Donald Trump’s stated economic policies have economists “extremely confident that food will get more expensive,” Brown University professor Rachel Friedberg warns.
According to a Saturday report in the Atlantic, while Americans are “very concerned” about the price of groceries, two major Trump campaign “promises — mass deportations of undocumented immigrants and more restrictive trade regulations —would almost certainly raise food prices” as a domestic labor shortage and increased import taxes tack costs onto Americans’ grocery bills.
“It’s just very straightforward principles of economics,” Friedberg said, telling the Atlantic the “cause-and-effect dynamic ‘could be my final exam.’”
As the Atlantic reports, “the farm industry is already in a prolonged labor crisis.“
If Trump makes good on his campaign promise to “deport every undocumented immigrant living in the United States, somewhere between 40 and 50 percent of the people who plant our crops and pick our fruit would leave the domestic workforce,” the Atlantic notes.

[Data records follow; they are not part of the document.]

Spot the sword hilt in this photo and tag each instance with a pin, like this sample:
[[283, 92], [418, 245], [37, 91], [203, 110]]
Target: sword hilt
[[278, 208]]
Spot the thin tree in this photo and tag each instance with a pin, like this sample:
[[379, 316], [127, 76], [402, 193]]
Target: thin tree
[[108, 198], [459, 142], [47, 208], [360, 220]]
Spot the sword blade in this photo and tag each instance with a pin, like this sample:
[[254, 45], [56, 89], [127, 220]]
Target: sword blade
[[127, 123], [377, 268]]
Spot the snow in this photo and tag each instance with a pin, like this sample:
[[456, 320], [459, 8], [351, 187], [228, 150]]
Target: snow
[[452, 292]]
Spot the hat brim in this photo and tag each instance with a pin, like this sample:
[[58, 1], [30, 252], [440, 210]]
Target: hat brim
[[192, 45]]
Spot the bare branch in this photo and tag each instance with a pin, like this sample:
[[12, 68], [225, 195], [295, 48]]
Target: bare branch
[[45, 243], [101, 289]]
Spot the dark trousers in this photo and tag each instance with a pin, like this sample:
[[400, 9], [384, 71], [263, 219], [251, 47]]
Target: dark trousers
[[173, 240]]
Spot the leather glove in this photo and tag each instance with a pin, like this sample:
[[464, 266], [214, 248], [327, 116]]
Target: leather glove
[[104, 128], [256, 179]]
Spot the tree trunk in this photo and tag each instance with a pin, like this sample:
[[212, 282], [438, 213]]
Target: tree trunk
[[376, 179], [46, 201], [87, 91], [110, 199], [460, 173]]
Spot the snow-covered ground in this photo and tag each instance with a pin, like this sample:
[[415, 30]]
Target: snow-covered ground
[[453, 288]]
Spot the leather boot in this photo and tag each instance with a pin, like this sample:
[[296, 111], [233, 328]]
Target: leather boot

“You gotta get the cows milked and fed every day,” David Anderson, a Texas A&M University agricultural economist told the Atlantic, warning it will take time for farms to invest in technological infrastructure to bridge the gap caused by Trump’s policies.
“We wouldn’t be able to produce all the stuff that we do today,” Anderson said. “Less production means less supplies, and less supplies means food prices would go up.”